In [12]:
# Data Cleaning and Concatenation
# -------------------------------
import pandas as pd

# Load the provided Excel files
categorical_metadata_path = 'widsdatathon2025/TRAIN/TRAIN_CATEGORICAL_METADATA.xlsx'
quantitative_metadata_path = 'widsdatathon2025/TRAIN/TRAIN_QUANTITATIVE_METADATA.xlsx'
functional_path = 'widsdatathon2025/TRAIN/TRAIN_FUNCTIONAL_CONNECTOME_MATRICES.csv'
solutions_path = 'widsdatathon2025/TRAIN/TRAINING_SOLUTIONS.xlsx'

categorical_metadata = pd.read_excel(categorical_metadata_path)
quantitative_metadata = pd.read_excel(quantitative_metadata_path)
function_data = pd.read_csv(functional_path)
solutions = pd.read_excel(solutions_path)
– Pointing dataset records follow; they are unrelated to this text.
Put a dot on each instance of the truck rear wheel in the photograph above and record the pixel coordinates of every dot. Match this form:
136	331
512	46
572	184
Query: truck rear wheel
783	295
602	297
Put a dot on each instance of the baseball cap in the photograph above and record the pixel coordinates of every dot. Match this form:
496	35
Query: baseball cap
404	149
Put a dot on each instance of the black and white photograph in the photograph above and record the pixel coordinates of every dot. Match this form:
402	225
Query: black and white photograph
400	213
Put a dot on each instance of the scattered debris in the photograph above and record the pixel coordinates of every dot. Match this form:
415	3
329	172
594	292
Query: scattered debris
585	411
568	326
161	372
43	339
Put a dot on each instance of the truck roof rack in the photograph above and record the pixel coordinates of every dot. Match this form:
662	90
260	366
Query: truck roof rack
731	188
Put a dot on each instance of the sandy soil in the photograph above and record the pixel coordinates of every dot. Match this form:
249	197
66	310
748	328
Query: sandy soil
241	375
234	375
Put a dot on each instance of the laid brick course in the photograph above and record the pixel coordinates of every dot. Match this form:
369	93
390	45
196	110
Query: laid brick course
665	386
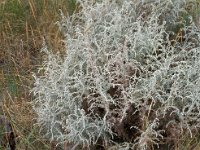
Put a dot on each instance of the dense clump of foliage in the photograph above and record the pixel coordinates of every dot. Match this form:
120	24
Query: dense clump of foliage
130	77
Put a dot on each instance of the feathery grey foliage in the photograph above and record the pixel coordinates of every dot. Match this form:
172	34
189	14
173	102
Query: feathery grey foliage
123	61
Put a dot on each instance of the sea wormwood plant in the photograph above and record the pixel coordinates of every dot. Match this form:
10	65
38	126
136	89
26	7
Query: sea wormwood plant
127	77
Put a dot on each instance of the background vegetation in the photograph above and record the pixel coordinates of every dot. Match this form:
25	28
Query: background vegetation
23	26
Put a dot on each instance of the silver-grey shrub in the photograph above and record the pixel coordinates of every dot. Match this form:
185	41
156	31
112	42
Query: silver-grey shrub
125	71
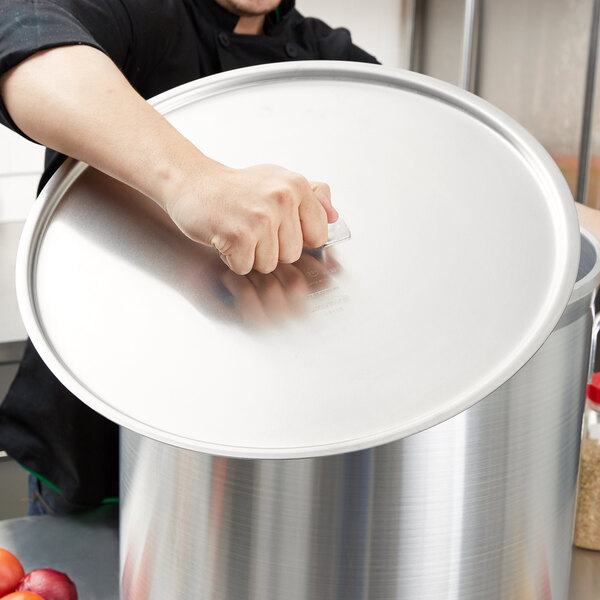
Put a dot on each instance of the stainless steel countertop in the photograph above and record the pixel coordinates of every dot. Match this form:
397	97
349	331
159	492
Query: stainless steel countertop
12	330
87	549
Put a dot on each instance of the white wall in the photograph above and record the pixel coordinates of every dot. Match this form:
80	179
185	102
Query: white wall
374	24
21	163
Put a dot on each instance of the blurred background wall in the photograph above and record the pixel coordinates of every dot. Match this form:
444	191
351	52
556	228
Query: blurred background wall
528	57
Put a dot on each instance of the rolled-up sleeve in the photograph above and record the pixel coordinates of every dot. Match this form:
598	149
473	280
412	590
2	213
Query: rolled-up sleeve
29	26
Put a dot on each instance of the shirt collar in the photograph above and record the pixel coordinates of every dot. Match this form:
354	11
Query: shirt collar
227	21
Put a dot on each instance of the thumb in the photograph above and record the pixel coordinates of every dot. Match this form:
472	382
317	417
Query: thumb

# Check the first few rows of each to inspect their structure
categorical_metadata.head(), quantitative_metadata.head(), function_data.head(), solutions.head()

# Merge the dataframes by 'participant_id'
merged_data = pd.merge(categorical_metadata, quantitative_metadata, on='participant_id', how='outer')
merged_data = pd.merge(merged_data, function_data, on='participant_id', how='outer')
merged_data = pd.merge(merged_data, solutions, on='participant_id', how='outer')

merged_data.head()
merged_data.to_csv('merged_data.csv', index=False)
merged_data.shape




(1213, 19930)

I was SUPER lazy and just deleted any columns with any NAs, a later problem if you ask me

In [15]:
# Getting rid of NaN values
# -------------------------

# Load in the megred data
merged_data = pd.read_csv('merged_data.csv')

# Check for NaN values in the merged data
merged_data.isnull().sum()

#List the columns with NaN values
columns_with_nan = merged_data.columns[merged_data.isna().any()].tolist()
columns_with_nan

# Drop columns with NaN values
merged_data = merged_data.dropna(axis=1)

# Check the dimensions of the data
merged_data.shape

# Convert the merged data to a CSV file
merged_data.to_csv('merged_data_cleaned.csv', index=False)



In [16]:
from sklearn.model_selection import train_test_split
import pandas as pd

# Load the merged CSV file (assuming it's already merged)
merged_file_path = 'merged_data_cleaned.csv'  # Path to your merged file
merged_data = pd.read_csv(merged_file_path)

# Select features and target columns
target_columns = ['Sex_F', 'ADHD_Outcome']
feature_columns = [col for col in merged_data.columns if col not in target_columns and col != 'participant_id']

# Features and targets
X = merged_data[feature_columns]
y = merged_data[target_columns]

# Split the data into training and testing sets (80-20 split)
X_train, X_test, y_train, y_test = train_test_split(X, y, test_size=0.2, random_state=42)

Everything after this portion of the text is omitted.